Do you see the problem? The Group1 total didn't budge. However, if you do the same on a parent-child dimension that joins the measure group via a regular relationship, the total would change. Microsoft declared this behavior with M2M by design. When you come to think about it, it makes sense. To aggregate the measures, the server must go via the bridge table (DimGroupEmployee) to find the qualifying members (DimEmployee) that belong to the member on the one side of the relationship. So, when you make an assignment, you are essentially overwriting this behavior.

If a calculation has a slice in a M2M dimension, it applies to a cell only if the cell coordinate matches the M2M slice. When a cell is at a higher level for the M2M attribute, the calculation does not apply and will not be rolled up to the parent level. Intuitively, M2M attribute is non-aggregatable. In this case, when calculating grand total, the SSAS calculation engine will not sum up the subtotals from each group. However, if the assignment is made on many side (DimEmployee in our case), then the aggregating on DimGroup will work as expected.
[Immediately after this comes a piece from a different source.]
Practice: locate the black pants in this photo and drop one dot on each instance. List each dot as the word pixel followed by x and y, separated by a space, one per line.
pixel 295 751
Now, of course as a modeler, you would hope of a magic switch to let you roll up the assigned values to align the M2M behavior with regular relationships but for now we have to deal with the "by design" behavior. Microsoft suggested a workaround to introduce a scope assignment that forces the M2M members to aggregate, something like:

SCOPE ([Group].[Groups].Members);  

   

this =

  IIF (IsAncestor ([Group].[Groups].CurrentMember, [Group].[Groups].[Georgia]),

       sum([Group].[Groups].CurrentMember.children),

     ([Group].[Groups].CurrentMember, [Measures].[Reseller Sales Amount])

     );   

End scope;   

 

This works but it may introduce a performance penalty with larger dimensions. Instead, in our case, we decided not to use an assignment at all. We introduced a new helper measure to the measure group (FactResellerSales in this case) that would perform the required calculations. Since the measure values are mapped multiple times to the many side, we use simple assignments to zero out the measure for the groups that it doesn't apply.